He added: “If he (Saddam) had disposed of this material why wasn’t it in the original declaration?”

The Foreign Secretary also cast doubt on the submission in a clear sign that any concessions from Iraq are now too late.

The Iraqi report was “cynically calculated and calibrated to be the minimum possible to create diversion”, Mr Straw told BBC Radio 4’s Today programme.

He added: “The prospect of military action is now much more probable and I greatly regret that.”

Although he insisted that war was still not inevitable, his remarks are the clearest signal yet by the British government that war is imminent.

Britain was satisfied it had the “full legal authority” under existing resolutions 678, 687 and 1441 to go ahead with a US-led war, and while a second resolution was preferable, it was not necessary.

Britain was trying for a second resolution to “maintain the same kind of consensus” as 1441.

“Very sadly that has not happened. But I think historians will judge that the reason that has not happened is not because of any failure by the United Kingdom to comply with 1441, but the fact that some member states have decided not to follow through the consequences of 1441 to which they fully signed up in November 2002.”

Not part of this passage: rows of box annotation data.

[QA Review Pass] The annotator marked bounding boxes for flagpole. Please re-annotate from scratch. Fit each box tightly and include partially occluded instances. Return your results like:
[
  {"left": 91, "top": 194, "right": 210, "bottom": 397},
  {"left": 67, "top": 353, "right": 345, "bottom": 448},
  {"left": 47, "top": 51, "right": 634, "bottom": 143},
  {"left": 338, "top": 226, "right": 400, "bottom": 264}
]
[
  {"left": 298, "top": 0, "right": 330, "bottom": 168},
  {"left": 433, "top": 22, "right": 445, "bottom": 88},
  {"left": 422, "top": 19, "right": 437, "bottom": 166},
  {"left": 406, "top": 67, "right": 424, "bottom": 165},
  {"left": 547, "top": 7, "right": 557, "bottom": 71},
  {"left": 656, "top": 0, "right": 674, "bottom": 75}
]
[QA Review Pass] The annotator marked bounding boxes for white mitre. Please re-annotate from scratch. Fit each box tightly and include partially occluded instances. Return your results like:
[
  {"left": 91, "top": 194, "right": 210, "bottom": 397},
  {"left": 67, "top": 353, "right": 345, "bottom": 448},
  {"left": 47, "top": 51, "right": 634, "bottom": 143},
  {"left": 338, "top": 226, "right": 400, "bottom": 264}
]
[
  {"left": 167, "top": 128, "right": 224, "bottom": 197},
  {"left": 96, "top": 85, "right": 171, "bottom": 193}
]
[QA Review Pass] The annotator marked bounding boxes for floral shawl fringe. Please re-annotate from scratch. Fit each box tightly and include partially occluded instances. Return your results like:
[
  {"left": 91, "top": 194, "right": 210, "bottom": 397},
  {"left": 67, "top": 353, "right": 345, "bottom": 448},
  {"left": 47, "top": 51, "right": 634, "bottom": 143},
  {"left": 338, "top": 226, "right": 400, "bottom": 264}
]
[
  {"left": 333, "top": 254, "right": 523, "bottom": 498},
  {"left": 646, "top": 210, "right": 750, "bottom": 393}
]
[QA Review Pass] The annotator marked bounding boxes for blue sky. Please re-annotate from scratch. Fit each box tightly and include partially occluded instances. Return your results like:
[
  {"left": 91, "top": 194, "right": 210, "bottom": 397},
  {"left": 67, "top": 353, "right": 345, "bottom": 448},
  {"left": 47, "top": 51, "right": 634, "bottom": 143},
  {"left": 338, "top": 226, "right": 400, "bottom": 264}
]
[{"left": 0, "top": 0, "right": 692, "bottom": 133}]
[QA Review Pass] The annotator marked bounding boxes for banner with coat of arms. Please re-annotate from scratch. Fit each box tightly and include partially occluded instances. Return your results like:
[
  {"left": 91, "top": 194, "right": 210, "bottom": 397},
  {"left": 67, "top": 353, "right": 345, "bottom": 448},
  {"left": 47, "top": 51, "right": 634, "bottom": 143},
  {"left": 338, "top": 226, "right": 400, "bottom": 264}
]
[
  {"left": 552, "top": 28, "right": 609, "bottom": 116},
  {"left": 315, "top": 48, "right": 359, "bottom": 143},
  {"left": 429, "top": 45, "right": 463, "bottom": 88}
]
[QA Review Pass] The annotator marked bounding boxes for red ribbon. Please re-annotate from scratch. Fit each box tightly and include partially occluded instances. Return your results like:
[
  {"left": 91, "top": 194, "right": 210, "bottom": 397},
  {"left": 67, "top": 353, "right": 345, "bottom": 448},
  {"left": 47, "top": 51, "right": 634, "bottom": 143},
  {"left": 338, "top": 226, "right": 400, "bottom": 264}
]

Veteran Labour MP Tam Dalyell described Mr Straw’s appearance on the Today programme as “a disgrace” and said he should be “relieved of his job forthwith”.

Mr Dalyell, Father of the House of Commons, and a persistent critic of the Government’s policy on Iraq, said: “He was just so muddled and incoherent that nobody could be convinced of the Government’s policy.

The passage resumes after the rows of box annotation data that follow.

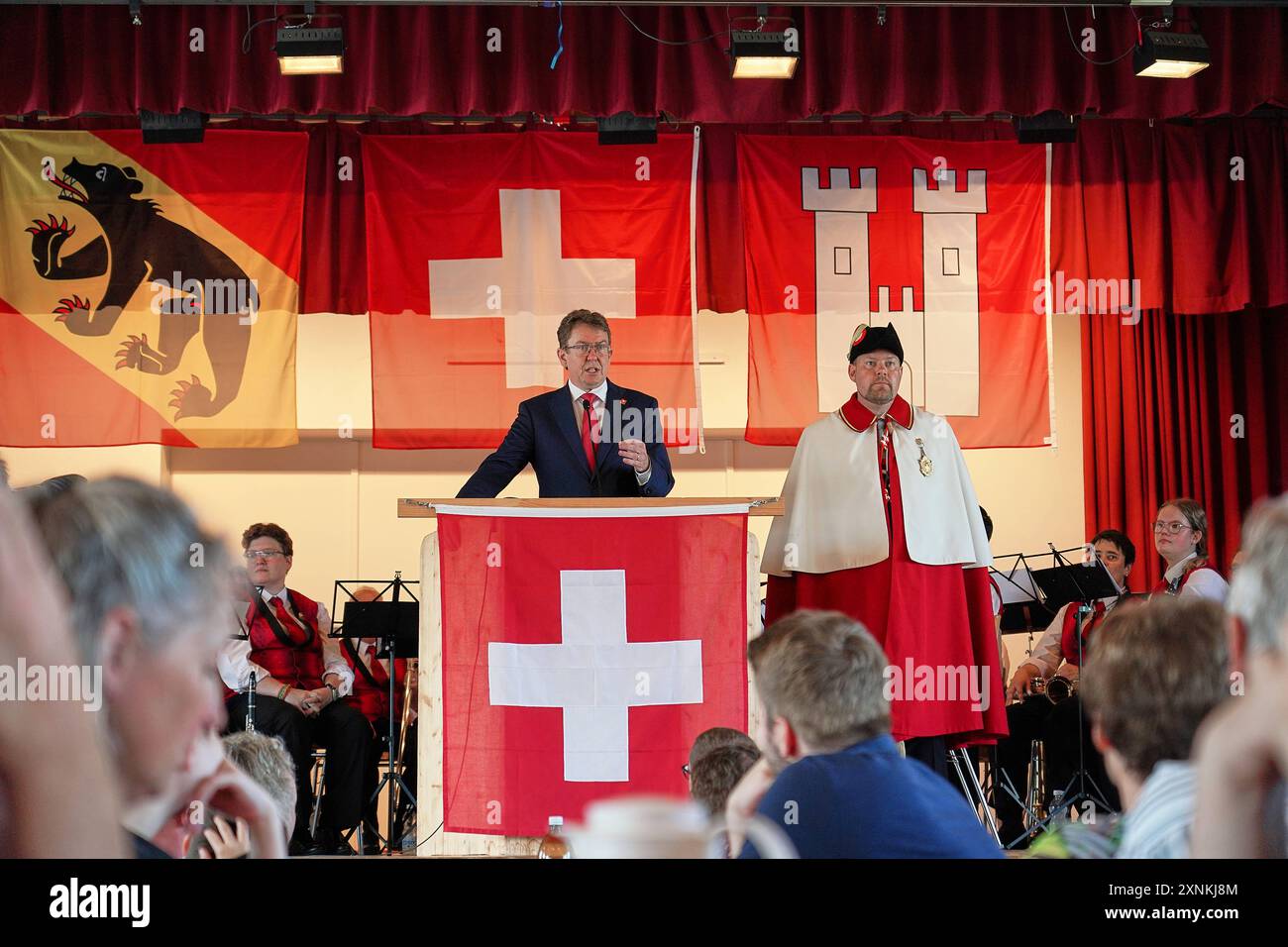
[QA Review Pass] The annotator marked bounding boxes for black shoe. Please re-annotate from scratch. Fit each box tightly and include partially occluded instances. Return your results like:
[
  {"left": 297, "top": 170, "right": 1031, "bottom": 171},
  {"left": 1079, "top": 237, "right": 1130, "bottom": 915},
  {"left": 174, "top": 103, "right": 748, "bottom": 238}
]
[
  {"left": 286, "top": 828, "right": 316, "bottom": 858},
  {"left": 300, "top": 828, "right": 353, "bottom": 858}
]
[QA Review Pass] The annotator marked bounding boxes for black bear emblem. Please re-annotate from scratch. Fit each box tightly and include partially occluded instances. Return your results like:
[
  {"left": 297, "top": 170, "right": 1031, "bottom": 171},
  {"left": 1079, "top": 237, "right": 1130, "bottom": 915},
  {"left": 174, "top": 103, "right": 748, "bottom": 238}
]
[{"left": 27, "top": 158, "right": 258, "bottom": 421}]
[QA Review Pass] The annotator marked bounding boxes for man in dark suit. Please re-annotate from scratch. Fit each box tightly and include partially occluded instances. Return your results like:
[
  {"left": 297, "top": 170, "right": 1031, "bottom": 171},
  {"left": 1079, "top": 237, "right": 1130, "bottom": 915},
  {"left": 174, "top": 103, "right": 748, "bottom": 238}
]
[{"left": 456, "top": 309, "right": 675, "bottom": 497}]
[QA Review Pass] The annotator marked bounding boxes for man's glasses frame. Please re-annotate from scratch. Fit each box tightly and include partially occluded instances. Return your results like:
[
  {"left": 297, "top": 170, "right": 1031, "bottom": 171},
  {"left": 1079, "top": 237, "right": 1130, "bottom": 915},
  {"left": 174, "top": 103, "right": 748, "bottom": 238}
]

“The central issue which he failed to address was the issue of UN authority. How can he claim to be upholding UN authority when Kofi Annan, Secretary General, members of the Security Council and many others are diametrically opposed to his view?”

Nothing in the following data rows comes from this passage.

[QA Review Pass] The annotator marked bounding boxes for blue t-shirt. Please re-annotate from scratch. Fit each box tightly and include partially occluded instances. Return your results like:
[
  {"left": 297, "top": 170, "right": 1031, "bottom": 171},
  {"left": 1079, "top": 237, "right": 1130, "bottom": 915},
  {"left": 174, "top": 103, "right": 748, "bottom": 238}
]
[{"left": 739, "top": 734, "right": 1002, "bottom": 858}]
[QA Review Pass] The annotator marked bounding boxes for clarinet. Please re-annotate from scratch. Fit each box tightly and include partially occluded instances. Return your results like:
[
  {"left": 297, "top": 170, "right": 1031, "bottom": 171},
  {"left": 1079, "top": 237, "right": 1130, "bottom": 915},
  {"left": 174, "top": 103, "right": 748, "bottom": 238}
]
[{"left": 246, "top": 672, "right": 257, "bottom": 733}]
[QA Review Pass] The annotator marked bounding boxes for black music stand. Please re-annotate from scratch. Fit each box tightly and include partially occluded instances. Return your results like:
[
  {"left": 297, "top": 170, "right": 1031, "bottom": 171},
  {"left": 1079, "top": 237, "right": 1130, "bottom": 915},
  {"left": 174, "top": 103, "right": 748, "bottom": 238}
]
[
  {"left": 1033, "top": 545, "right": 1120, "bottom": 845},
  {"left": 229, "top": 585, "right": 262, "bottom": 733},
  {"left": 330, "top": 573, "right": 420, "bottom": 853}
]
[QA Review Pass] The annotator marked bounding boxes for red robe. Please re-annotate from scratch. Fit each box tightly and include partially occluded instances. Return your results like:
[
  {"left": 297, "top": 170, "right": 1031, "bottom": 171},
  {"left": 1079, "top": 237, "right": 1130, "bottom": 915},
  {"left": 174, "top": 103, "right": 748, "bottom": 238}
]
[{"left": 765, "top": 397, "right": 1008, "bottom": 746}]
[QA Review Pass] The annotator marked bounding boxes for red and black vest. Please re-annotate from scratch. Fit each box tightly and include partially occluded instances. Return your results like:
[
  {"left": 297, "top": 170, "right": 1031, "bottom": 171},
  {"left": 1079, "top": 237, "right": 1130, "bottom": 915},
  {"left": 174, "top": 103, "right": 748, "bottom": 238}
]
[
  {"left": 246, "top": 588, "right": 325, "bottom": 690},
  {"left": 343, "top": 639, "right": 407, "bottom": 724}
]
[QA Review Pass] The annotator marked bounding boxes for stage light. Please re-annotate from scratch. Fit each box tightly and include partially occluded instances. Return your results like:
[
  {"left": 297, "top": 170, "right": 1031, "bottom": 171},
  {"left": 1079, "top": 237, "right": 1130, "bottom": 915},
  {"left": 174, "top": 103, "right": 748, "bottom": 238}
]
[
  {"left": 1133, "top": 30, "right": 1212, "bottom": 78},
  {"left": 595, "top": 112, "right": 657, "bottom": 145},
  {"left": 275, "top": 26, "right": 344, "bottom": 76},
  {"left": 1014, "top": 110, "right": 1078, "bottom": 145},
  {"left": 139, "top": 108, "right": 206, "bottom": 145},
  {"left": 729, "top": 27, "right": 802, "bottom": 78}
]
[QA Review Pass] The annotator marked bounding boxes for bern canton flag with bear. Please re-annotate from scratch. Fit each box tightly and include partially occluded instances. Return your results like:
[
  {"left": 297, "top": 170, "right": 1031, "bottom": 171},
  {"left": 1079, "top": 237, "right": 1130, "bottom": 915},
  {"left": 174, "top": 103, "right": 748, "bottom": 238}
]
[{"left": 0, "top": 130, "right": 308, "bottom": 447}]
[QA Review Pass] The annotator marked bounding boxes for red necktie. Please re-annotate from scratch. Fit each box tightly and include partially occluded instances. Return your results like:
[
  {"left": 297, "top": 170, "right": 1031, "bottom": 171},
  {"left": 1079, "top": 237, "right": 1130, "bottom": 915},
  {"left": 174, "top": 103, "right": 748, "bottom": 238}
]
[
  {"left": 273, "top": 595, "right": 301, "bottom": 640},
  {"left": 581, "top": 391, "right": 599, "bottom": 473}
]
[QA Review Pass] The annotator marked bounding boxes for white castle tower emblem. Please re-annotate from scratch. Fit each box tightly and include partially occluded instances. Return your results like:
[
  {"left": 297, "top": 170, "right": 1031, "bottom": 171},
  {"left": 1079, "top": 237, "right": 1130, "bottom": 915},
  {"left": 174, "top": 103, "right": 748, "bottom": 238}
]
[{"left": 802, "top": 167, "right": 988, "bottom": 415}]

“Mr Straw is a disgrace as a Labour Party Foreign Secretary and he should be relieved of his job forthwith.”

The dissenting voices on Labour’s backbenchers, as well as the threat by International Development Secretary Clare Short, will do little to ease Mr Blair’s worries.

Mr Blunkett, fielding questions after a speech to the Kirklees Race Equality Council at the McAlpine Stadium, Huddersfield, West Yorkshire, yesterday, said he had no plans to become Prime Minister, explaining: “Having seen what Tony Blair has had to put up with – the strain, the tremendous damage to his health and the enormous toll it has taken.”